As said before users can not tell how many infractions and warnings a person has received. And because People are people and can move around rules, we have to be subjective. I know it makes it look like everything is willy nilly, I remember being on that side, but to be honest seeing all the stuff now that I couldn't see before, I think the mod team does a good job with what they have. 
Some steps may need to be taken to handle that "just be good time infraction time wears off" but in things like bans the extensive discussion is enlightening.


----------



## CannonFodder (Jun 29, 2011)

*edit*
ninja'd


Fay V said:


> Some steps may need to be taken to handle that  "just be good time infraction time wears off" but in things like bans  the extensive discussion is enlightening.


 If someone acts like this though, they deserve longer infractions IMO.


----------



## Fay V (Jun 29, 2011)

CannonFodder said:


> *edit*
> ninja'd
> 
> If someone acts like this though, they deserve longer infractions IMO.


 
I agree. I dunno all of what Smods can do, unfortunately I am personally stuck on the point system with no ability to customize. If I could I would make infraction times last longer. In a sense temp bans are like that. If you have a lot of temp bans recently, our guide is to make the time last longer. 

It's all a matter of a case by case thing. What the person is doing, how frequently, and what should be done. People that really are troublemakers are getting more harsh punishments, just most of the time you don't get to see that.


----------



## Takun (Jun 29, 2011)

Cyanide_tiger said:


> Summary of what the mods said: Stay either on their good sides or at least off their radar and you won't get banned; infractions don't really matter. :V


 

You know, unless you get 3 before they expire and get temp banned.


----------



## Browder (Jun 29, 2011)

I would like to place a reminder to not bicker in this thread. Thank you kindly.


----------



## Cyanide_tiger (Jun 29, 2011)

Takun said:


> You know, unless you get 3 before they expire and get temp banned.


 
You know, unless you take my posts too seriously and don't realize it's sarcasm.



Browder said:


> I would like to place a reminder to not bicker in this thread. Thank you kindly.



I'd like to apologize for that. I was just about to edit my post to clear that response when you deleted it.


----------



## Holsety (Jun 29, 2011)

Cyanide_tiger said:


> You know, unless you take my posts too seriously and don't realize it's sarcasm.

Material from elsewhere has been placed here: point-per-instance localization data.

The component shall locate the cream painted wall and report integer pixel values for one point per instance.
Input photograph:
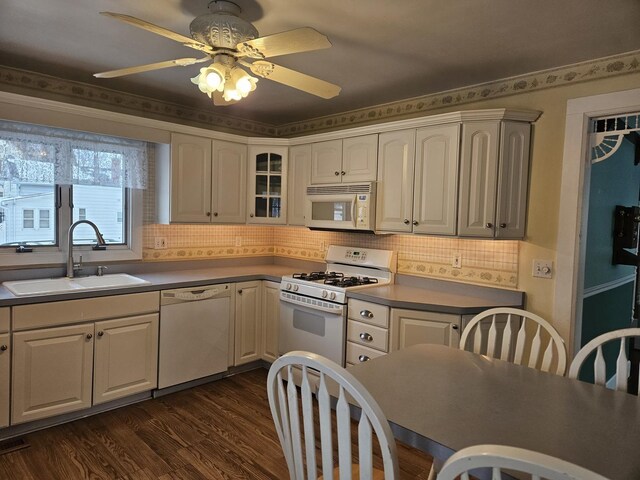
(545, 178)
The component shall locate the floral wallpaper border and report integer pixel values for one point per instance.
(46, 86)
(589, 70)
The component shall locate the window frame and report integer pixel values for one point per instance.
(57, 254)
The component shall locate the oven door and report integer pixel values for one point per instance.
(313, 330)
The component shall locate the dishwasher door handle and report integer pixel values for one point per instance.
(195, 295)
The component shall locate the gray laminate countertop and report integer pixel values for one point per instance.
(457, 301)
(436, 296)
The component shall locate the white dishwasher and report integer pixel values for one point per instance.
(194, 333)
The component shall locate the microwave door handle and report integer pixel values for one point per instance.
(353, 211)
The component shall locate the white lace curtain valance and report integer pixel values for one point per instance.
(36, 154)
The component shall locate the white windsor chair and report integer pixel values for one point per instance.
(500, 344)
(599, 364)
(286, 405)
(498, 457)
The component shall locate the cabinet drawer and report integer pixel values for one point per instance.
(370, 313)
(358, 354)
(368, 335)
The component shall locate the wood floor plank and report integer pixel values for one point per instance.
(222, 430)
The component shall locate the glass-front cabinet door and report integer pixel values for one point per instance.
(267, 193)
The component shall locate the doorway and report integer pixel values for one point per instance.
(612, 197)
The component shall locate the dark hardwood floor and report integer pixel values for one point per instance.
(222, 430)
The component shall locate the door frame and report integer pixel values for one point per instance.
(571, 240)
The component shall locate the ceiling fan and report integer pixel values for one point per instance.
(233, 46)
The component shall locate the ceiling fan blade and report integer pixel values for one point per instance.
(150, 27)
(292, 41)
(219, 101)
(179, 62)
(294, 79)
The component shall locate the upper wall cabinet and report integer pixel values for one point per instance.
(418, 180)
(493, 179)
(200, 180)
(267, 185)
(299, 176)
(353, 159)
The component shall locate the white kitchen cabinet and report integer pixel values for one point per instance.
(412, 327)
(52, 372)
(248, 324)
(435, 193)
(359, 159)
(394, 200)
(126, 357)
(270, 320)
(493, 179)
(228, 182)
(299, 176)
(5, 363)
(350, 160)
(326, 162)
(267, 185)
(203, 180)
(190, 179)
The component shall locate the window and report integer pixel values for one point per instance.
(64, 176)
(27, 218)
(43, 219)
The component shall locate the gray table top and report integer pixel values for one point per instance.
(443, 399)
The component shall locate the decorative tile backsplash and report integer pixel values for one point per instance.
(484, 262)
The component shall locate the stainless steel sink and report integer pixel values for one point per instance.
(49, 286)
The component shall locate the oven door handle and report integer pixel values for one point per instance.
(335, 311)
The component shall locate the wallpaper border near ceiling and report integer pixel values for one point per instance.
(53, 88)
(24, 82)
(556, 77)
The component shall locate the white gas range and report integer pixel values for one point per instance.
(313, 306)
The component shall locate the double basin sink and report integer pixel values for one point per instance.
(48, 286)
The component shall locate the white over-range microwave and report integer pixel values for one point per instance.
(342, 206)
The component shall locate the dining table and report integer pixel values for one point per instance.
(441, 399)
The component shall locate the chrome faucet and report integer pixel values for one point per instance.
(71, 267)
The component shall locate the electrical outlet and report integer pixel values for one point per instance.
(159, 243)
(542, 269)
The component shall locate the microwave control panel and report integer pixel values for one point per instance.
(362, 213)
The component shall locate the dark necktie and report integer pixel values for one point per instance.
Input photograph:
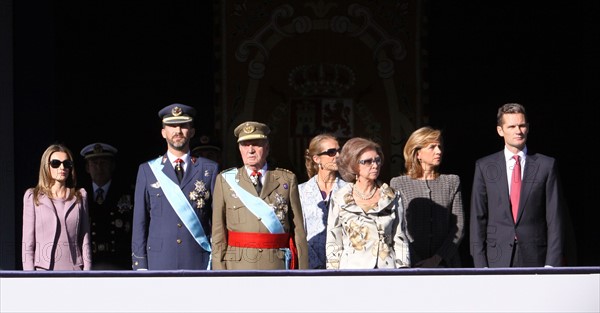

 It's the internet, sarcasm doesn't translate to text. If you don't want to get infracted for mistaken SRSNEZES you should probably not use sarcasm in poor situations >_>;


----------



## Browder (Jun 29, 2011)

CannonFodder said:


> If someone acts like this though, they deserve longer infractions IMO.


My (personal) reasoning against this is that Furaffinity Forums should not have to expect people to misbehave within an even longer time-frame. Infractions are relatively quick to expire because we'd rather give our users the benefit of the doubt and expect that they actually _learned_ from them.


----------



## CannonFodder (Jun 29, 2011)

Browder said:


> we'd rather give our users the benefit of the doubt and expect that they actually _learned_ from them.


 ....You have waaayyy to much faith in humanity.


----------



## Verin Asper (Jun 29, 2011)

Browder said:


> In the sense that we look at users on a case by case basis, yeah.


 Like how I'm too stupid to get a perma ban but I only been temp banned twice, havent hit 3 yet to enter the "Should we perma ban them" area


----------



## Volkodav (Jun 29, 2011)

dinosaurdammit said:


> Also I say its nosy because it is a high profile incident, had it happened to a random user you guys would look the other way. Mods follow the point system yes but sometimes it has to be thought in depth.


 
Wait, what? I thought we were talking in general, not about a specific user


----------



## Browder (Jun 29, 2011)

CannonFodder said:


> ....You have waaayyy to much faith in humanity.


I've been told this or some variant of this a lot. I've learned to take it as a compliment. 



Clayton said:


> Wait, what? I thought we were talking in general, not about a specific user


 We're not. >_<


----------



## Jashwa (Jun 29, 2011)

CF said:
			
		

> I'd hate to ask a stupid question.


We all know this is a lie, CF. You make "What if" threads every other day.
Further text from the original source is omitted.